Malaysia imposes three-month ban on bauxite exports to fight pollution

Malaysia imposes three-month ban on bauxite exports to fight pollution

Locals claim that pollution caused by bauxite mining has turned Malaysia's sea red. (Photo by GERAM | CleanMalaysia.com)

Malaysia has decided to halt the mining of bauxite in Pahang, the largest producing state, for three months beginning Jan. 15, in an attempt to cut sea and air pollution caused by the sector in the past two years.

Exports will continue as usual to clear the stockpiles, but the government will freeze new export permits during the moratorium, Bloomberg reports.
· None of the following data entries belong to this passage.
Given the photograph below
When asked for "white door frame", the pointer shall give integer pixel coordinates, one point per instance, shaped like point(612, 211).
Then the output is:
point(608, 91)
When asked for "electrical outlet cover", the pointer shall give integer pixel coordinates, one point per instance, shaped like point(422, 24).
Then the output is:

A central storage area will be built with proper facilities, and monthly production will be capped based on Kuantan port's capacity of about 2.2 million metric tons, Bloomberg adds citing Natural Resources and Environment Minister Wan Junaidi Jaafar.

Bauxite mining in central Pahang state began in 2013, but production only picked up in late 2014, as China turned to Malaysia for the aluminum-bearing rock after Indonesia banned bauxite exports and India raised ore tariffs.
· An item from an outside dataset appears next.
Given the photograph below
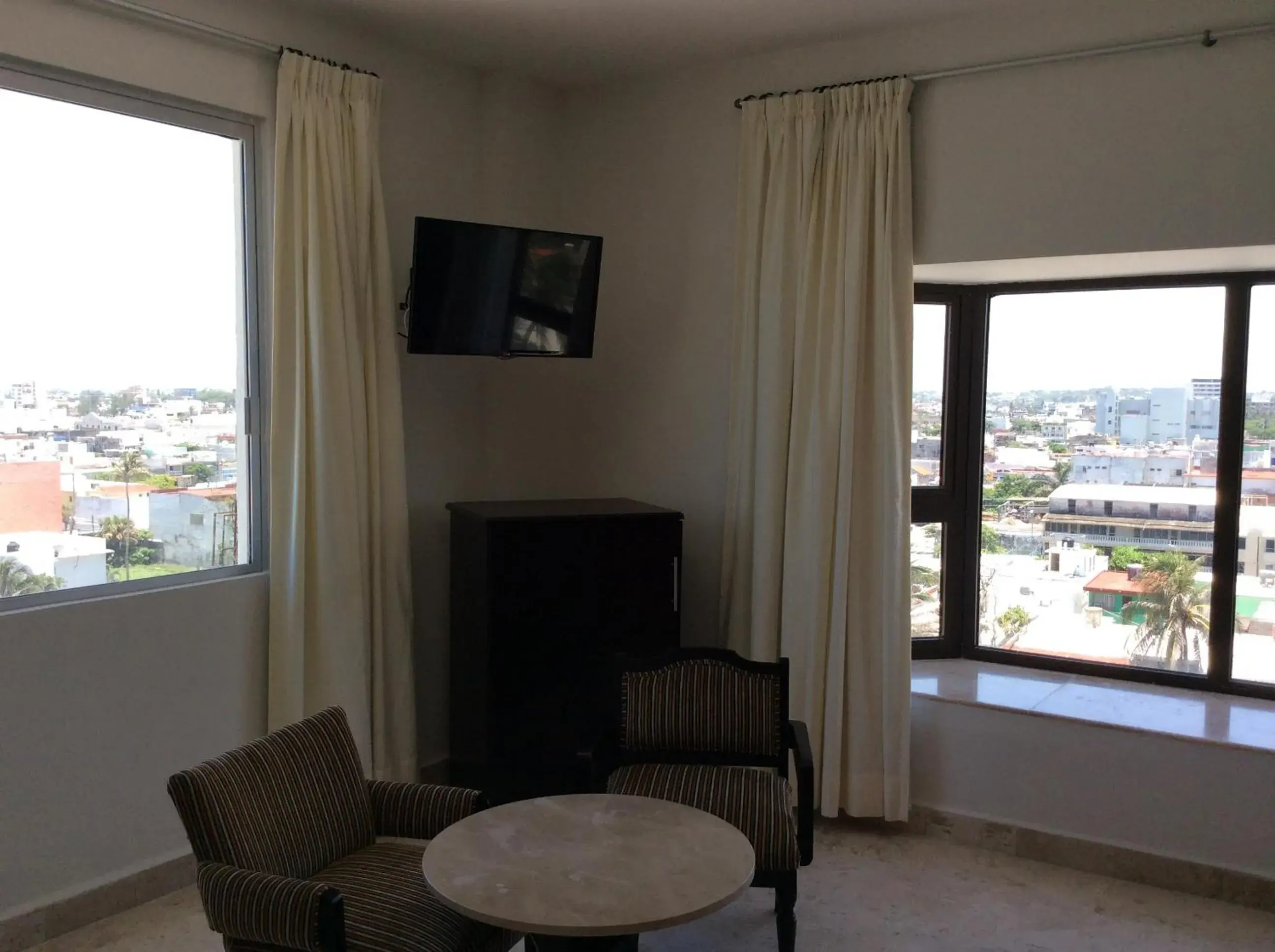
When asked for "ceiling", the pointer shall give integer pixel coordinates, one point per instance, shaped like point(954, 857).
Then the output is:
point(577, 42)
Since then, residents have complained about pollution, caused by red dust and leakage from trucks carrying bauxite to the Kuantan port, The Malaysian Insider reports.

Residue from bauxite mining, a red sludge, can include naturally occurring chemicals and minerals such as arsenic and mercury, and heavy metals including strontium and cesium.

The minister noted that if the industry fails to “contain” the pollution problem within three months, the moratorium would be extended indefinitely.